# "Heads Up" I found a nice "El Cheapo" distance casting rod 4 to 8 oz! its called



## Awesome John* (Dec 23, 2003)

*"Heads Up" I found a nice "El Cheapo" distance casting rod 4 to 8 oz! its called*

I'm stuck here in Cyprus miles away from my tackle... I didnt bring it with me on purpose so I could concentrate on work instead of fishing but when I saw that beautiful Cyprus med ocean full of structure and waves I decideed to buy a rod and reel off the net.. lucked out and found a nice ABU 7500 C3CT but needed a good 8oz rod... but shipping a rod to Cyprus "was brutal" 3 times what the rod costs so I was stuck... hopeless...) I was hoping to "luck out" and find a good rod locally in Cyprus but all these guys here use is the cheap long "telescopic rods for bobber fishing from shore with no reels" .. I was really frustrated and then one day when trying to explain to the local tackle shop owner what distance casting was the owner said "hey wait a minute I just bought out a bankrupt tackle dealer in the UK and all that stock will arrive in 10 days".. dare I hope a decent rod be in that batch?

Well folks there was... and it was dirt cheap too... its called the Daiwa Vulcan X... it is made for the english market and it is made to distance cast 4 to 8 oz's! Its a 12 foot 2pc rod (in equal lengths)

Heres the scoop... these and other UK series Daiwa rods are not to be confused with the stuff sold in America.. these are different.. they are disgined for big water big baits and big casts!

The Vulcan X is not one of the higher models on the Daiwa beach fishing line up.. as a matter of fact its only one above their cheapest stick... 

The ros itself looks the business with the pro flat black graphite finish, nic foam grips and graphite reel seat nice grafics etc.. but the guides look like something out of a old 70!s "silstar telescopic" lineup (mint green plastic inserts holding the ceramic rings "yuk" ) but I couldnt be choosy at this point so I bought it slapped on my ABU 7500 CTC3 and took her out for a test run..

VERY VERY PLEASANTLY SURPRISED BY THE PERFORMANCE OF THIS ROD! I never expected this rod to be that good... 

* First it can handle a full blown pendulum cast.
* Its action is "very forgiving" towards mistakes made in your casting style.
* Nice bite detection (tip is sweet but it has a guady glow red paint job at its top 6 inches.
*. This not a heavy rod for all its power.. I wouldnt call it a light rod but its deffinately not heavy... I have cast with it all day and had no complaints about it weight..

Okey now heres the interesting part.. never had a blowup with my reel as the rods top third loads up nicely and reacts slowly yet powerfully..

Then one day while casting amongst some wooded beach umbrellas "I goofed" and slammed the rod "HARD" casting up into a heavy wooded beach umbrella.. I thought for sure she was cracked... but to my surprise a few scratches but she was good to go again! Well thats when I started developing an affection for this new rod... 

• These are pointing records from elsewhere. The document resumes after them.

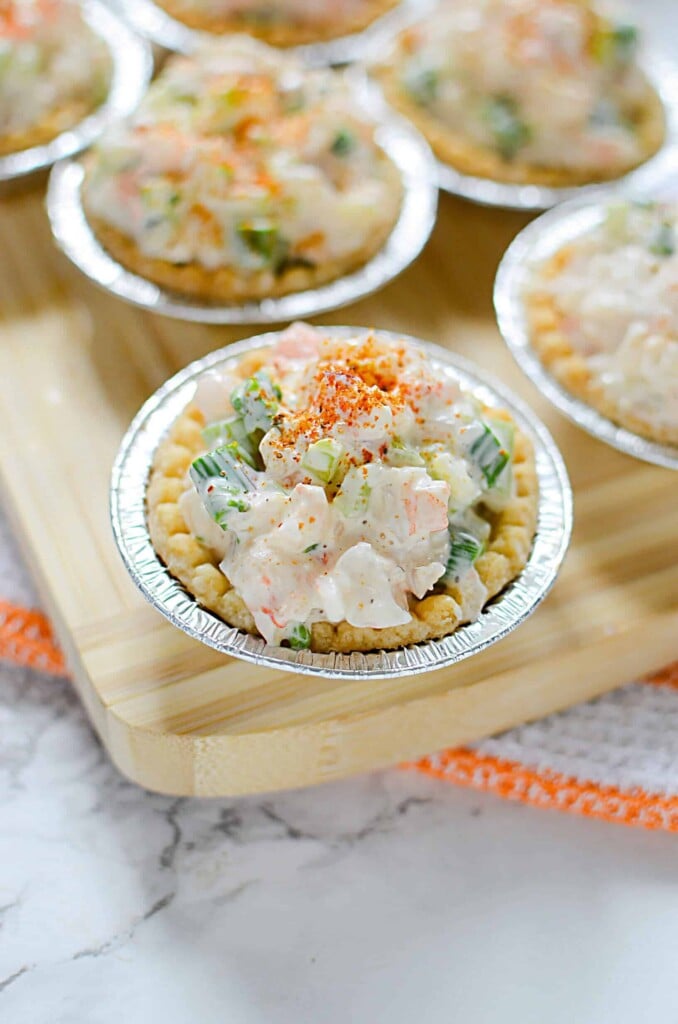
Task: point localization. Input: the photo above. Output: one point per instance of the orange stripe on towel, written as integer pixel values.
(27, 638)
(547, 788)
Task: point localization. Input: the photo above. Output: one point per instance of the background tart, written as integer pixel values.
(227, 284)
(243, 174)
(54, 71)
(437, 614)
(283, 32)
(570, 367)
(465, 156)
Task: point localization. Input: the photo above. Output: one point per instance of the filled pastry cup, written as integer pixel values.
(341, 494)
(286, 23)
(54, 71)
(524, 92)
(602, 315)
(243, 175)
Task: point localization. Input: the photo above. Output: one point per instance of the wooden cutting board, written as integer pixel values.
(177, 717)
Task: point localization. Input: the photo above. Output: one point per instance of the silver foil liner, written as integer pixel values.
(500, 617)
(153, 22)
(406, 147)
(131, 71)
(537, 243)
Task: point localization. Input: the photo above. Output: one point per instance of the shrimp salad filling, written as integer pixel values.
(242, 158)
(50, 61)
(302, 20)
(613, 296)
(548, 83)
(344, 478)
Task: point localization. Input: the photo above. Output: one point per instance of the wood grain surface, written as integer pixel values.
(177, 717)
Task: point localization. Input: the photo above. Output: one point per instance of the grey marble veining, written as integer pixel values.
(385, 898)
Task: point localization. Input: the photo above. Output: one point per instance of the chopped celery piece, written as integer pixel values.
(221, 482)
(442, 465)
(423, 86)
(353, 496)
(344, 142)
(617, 218)
(232, 431)
(509, 131)
(399, 455)
(322, 459)
(256, 399)
(617, 44)
(299, 637)
(490, 454)
(464, 549)
(265, 241)
(664, 241)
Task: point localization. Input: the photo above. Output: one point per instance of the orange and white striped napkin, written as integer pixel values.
(613, 758)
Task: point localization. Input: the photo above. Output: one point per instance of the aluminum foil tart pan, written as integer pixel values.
(406, 147)
(153, 22)
(131, 71)
(537, 243)
(499, 619)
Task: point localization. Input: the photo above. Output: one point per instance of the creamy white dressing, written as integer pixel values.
(378, 528)
(618, 296)
(48, 58)
(241, 157)
(550, 82)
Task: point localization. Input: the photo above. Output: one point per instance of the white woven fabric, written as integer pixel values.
(627, 739)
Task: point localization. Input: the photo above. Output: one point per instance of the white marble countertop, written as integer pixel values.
(390, 898)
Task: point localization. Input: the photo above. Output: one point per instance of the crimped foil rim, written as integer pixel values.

yeah the guides still look geeky and the glow red tip but in its own retro way its kinda cute phillis Diller looking... after a few drinks hey why not 

So the news scoop is that there are some of these rods floating around the various e-retailers who are "blowing them out at good prices" (I think diawa UK may has discontinued this rod)

So you now have the "heads up" on this rod .. yeah maybe its not that bad looking after all it kinda grows on you.. if you changed the guides it would look very nice and actaully very pro! The rod finish is sweet.

Mow heres the cool news these rods are going out dirt cheap over the net... like 80 to 90 bucks!!!!!

I am happy with mine and have grown very found of it.. It has joined the ranks of my "darling rods" ...

If you come across one on the net buy it without hesitation for that nice low price you will be getting a great "work horse fishing rod" ... oh its not a custom breakaway thats for sure but for that low price "hey buddy you know it aint half bad" and if you slam it on a rock it seems to not be too offended... and if you ever shatter the thing completely your not out 3 bills.. 

Heads Up.. Daiwa Vulcan X... excellent "El Cheapo" bait stick 4 to 8oz ( Sweet spot seems to be around 6oz but she will throw 8)

Under normal conditions I would never have bought this rod cause I usually go for the most expesive stuff to chill my tackle additrion... hey but ý got nothing against great value and performance at a cheap price so I am happy to have discdovered this rod. I lucked out into one of these rods and wanted to share my discovery with my fellow casters.


----------